ANCHORAGE (AP) -- The Alaska Science & Technology Foundation board has approved spending up to $1 million to fund five projects, including a video system that would replace many of the human observers monitoring the fishing catch.
The projects and funding:
--$355,905 to Digital Observer of Kodiak to develop and test a video-camera system that would replace the human observers paid to monitor the catches on factory trawlers fishing off Alaska's coast and increase the accuracy of the reported catches. The funding is to be matched with $974,667 from Digital Observer.
--Up to $300,000 to the Alaska Native Health Board for a three-year research effort on a new idea for getting rural teens to quit smoking. The goal is to develop adequate research to demonstrate whether the new program is effective. The funding is to be matched by $531,000 from the health board.

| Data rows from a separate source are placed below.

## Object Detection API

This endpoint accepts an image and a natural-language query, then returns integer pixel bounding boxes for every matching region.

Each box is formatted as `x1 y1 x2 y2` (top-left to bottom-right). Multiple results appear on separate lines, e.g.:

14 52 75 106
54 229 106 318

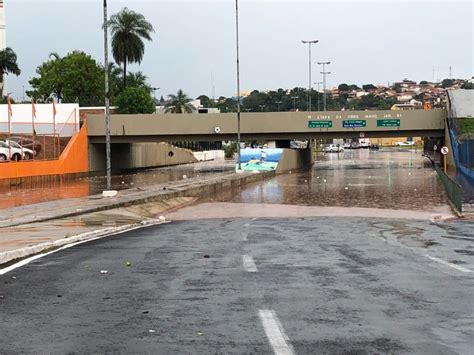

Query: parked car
395 141 415 147
0 141 23 161
324 144 344 153
10 136 42 155
5 139 36 160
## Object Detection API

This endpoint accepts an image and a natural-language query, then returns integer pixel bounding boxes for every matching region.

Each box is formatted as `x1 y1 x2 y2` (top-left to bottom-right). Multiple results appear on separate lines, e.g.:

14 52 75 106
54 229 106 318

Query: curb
0 217 169 275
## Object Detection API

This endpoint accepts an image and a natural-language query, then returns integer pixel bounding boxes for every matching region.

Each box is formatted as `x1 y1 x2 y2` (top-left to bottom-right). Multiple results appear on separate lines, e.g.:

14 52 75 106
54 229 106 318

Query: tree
27 51 104 106
107 7 155 88
165 89 194 113
117 87 155 114
0 47 21 97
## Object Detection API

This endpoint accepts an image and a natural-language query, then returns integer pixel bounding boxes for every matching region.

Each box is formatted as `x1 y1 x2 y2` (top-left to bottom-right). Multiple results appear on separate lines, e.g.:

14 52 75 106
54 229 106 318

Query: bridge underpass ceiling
87 110 446 143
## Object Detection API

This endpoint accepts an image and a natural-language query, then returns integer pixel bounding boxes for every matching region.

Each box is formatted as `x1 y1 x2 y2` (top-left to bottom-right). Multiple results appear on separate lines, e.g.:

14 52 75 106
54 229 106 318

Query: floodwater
0 161 234 209
228 149 448 211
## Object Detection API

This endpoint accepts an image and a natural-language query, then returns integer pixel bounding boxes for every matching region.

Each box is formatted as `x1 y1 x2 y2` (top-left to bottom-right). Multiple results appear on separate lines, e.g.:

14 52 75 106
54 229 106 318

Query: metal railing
434 164 463 213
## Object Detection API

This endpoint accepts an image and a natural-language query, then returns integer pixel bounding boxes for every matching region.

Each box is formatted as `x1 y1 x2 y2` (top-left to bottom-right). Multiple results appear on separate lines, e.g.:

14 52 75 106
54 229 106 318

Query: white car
0 141 24 161
5 139 36 160
324 144 344 153
395 142 415 147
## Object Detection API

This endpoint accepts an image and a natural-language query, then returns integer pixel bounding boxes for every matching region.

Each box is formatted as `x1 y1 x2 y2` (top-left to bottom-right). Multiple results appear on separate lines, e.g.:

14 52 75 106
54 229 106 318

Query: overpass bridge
87 109 447 144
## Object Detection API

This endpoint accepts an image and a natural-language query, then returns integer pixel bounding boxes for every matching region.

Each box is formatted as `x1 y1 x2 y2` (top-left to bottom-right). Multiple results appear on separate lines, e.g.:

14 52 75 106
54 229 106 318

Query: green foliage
117 87 155 114
27 51 104 106
108 7 155 88
223 142 237 159
165 89 194 113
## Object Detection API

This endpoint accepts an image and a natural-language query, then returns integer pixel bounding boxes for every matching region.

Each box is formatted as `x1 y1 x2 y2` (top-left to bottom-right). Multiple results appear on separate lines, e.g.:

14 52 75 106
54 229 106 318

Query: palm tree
108 7 155 88
0 47 21 94
165 89 195 113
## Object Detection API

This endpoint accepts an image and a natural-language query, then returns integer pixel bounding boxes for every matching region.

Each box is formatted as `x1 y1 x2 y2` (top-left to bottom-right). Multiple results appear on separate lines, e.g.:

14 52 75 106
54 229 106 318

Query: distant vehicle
10 137 42 155
395 141 415 147
0 141 23 161
324 144 344 153
5 139 36 160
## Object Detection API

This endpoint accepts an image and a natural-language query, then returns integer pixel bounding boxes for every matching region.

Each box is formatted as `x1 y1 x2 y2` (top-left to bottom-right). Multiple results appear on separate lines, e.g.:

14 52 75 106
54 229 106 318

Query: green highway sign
308 121 332 128
342 120 367 128
377 119 400 127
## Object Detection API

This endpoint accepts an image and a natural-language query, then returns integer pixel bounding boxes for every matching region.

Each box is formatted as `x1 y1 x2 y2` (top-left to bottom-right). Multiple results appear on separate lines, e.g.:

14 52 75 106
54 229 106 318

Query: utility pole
291 96 298 111
318 62 331 111
103 0 112 191
275 101 282 112
301 39 319 112
314 81 323 111
235 0 242 170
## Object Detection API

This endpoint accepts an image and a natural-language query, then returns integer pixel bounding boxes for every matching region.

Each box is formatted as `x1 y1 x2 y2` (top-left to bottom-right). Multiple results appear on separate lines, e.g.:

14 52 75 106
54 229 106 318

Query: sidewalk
0 171 274 273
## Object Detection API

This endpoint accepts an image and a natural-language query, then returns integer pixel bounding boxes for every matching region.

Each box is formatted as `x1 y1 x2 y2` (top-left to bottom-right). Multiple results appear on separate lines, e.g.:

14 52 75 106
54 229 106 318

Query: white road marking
258 309 294 355
0 220 169 276
242 255 258 272
425 254 472 272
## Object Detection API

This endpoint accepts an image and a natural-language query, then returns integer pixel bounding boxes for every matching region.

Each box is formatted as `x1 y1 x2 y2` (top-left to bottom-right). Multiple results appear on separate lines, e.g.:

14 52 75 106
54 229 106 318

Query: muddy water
0 161 233 209
227 149 448 210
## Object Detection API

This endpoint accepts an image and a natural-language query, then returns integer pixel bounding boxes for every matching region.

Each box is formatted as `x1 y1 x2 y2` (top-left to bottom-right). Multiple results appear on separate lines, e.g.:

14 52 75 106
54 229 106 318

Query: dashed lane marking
258 309 294 355
425 254 472 272
242 255 258 272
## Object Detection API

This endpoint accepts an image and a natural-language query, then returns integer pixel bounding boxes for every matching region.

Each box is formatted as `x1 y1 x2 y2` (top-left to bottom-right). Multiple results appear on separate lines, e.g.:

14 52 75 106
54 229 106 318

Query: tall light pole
291 96 298 111
275 101 282 112
301 39 319 111
235 0 242 170
103 0 112 191
151 88 161 114
318 62 331 111
313 81 323 111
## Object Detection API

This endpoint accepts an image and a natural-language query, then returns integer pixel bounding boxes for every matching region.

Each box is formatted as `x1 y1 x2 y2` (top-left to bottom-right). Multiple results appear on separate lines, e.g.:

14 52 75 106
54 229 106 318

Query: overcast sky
5 0 474 98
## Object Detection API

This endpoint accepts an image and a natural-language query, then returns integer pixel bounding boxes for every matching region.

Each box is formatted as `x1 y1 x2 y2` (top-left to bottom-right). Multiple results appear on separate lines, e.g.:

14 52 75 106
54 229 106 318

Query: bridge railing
434 164 463 213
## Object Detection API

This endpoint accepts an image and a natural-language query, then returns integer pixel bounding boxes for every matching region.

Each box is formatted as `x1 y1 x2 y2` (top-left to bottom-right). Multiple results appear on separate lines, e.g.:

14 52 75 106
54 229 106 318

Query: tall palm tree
108 7 155 88
0 47 21 95
165 89 194 113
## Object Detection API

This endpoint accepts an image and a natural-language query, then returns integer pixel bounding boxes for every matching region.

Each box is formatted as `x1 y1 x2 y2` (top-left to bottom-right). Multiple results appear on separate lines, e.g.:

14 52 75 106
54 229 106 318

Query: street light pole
301 39 319 111
235 0 242 170
104 0 112 191
151 88 161 114
313 81 323 111
318 62 331 111
275 101 282 112
291 96 298 111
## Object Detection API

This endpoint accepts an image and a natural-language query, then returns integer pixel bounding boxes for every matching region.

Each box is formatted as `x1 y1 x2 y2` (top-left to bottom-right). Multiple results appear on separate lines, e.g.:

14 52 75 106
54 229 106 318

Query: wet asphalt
0 218 474 354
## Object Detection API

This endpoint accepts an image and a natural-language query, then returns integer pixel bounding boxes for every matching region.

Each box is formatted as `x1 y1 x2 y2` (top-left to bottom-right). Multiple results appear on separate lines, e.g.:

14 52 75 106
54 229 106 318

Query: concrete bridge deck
87 109 447 143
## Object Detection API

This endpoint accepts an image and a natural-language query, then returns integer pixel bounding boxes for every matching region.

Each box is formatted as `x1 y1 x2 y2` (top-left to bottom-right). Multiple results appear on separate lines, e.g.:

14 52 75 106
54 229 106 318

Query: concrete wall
276 148 313 173
89 143 197 171
87 110 446 143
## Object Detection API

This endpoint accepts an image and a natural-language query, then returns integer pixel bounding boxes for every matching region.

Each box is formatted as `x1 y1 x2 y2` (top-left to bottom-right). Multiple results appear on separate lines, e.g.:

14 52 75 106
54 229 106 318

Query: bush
117 88 155 114
224 142 237 159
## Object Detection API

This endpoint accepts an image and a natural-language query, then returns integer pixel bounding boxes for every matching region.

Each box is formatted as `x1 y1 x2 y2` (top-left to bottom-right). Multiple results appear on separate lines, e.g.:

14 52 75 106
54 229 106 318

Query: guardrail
434 164 463 214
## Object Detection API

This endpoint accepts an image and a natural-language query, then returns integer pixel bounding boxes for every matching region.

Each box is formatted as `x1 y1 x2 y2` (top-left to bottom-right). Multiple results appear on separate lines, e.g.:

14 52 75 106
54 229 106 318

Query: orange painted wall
0 123 89 179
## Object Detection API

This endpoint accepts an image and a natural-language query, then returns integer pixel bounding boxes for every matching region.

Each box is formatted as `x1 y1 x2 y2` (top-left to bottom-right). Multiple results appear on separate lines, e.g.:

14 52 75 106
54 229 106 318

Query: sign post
441 146 449 174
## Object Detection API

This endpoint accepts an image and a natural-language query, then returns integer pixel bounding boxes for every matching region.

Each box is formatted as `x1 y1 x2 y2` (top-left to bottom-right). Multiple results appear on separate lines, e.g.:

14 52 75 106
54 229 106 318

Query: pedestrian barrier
434 164 463 213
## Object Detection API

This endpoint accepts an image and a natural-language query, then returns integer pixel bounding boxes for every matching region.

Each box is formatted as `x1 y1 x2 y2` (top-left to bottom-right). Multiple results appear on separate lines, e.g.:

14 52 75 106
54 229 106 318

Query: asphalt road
0 217 474 354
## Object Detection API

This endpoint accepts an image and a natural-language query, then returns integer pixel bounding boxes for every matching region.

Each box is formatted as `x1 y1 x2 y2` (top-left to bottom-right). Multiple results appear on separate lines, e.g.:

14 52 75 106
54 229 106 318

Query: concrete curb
0 217 169 275
0 171 275 229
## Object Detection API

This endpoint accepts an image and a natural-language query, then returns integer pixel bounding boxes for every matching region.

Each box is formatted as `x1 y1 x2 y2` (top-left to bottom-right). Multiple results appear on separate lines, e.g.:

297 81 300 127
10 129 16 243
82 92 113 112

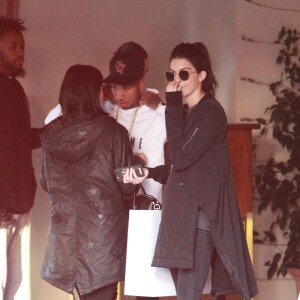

--Up to $200,000 to the Alaska Native Heritage Center in Anchorage to write programming and provide a T1 broadband telecom connection for kiosks that would allow for a direct exchange between the heritage center and cultural centers at Kodiak, Bethel, Kotzebue, Barrow and Ketchikan. The funding is to be matched by $454,700 from the heritage center.
--$139,060 to Virtual Facility Engineering and Design Inc. of Anchorage to develop printer software that would produce three-dimensional solid plastic models of piping and structural facility designs. The funding is to be matched by $247,784 from Virtual Facility Engineering.
--$18,800 to Green Star of Anchorage for a program to increase the amount of glass that bars, restaurants and other businesses recycle. Glass Recycling Center in Anchorage can grind the glass into a material used for sandblasting that's superior to imported sandblasting material, but it needs a greater volume of glass to make the effort economically sound, officials said. The funding will be matched by $104,260 from Green Star.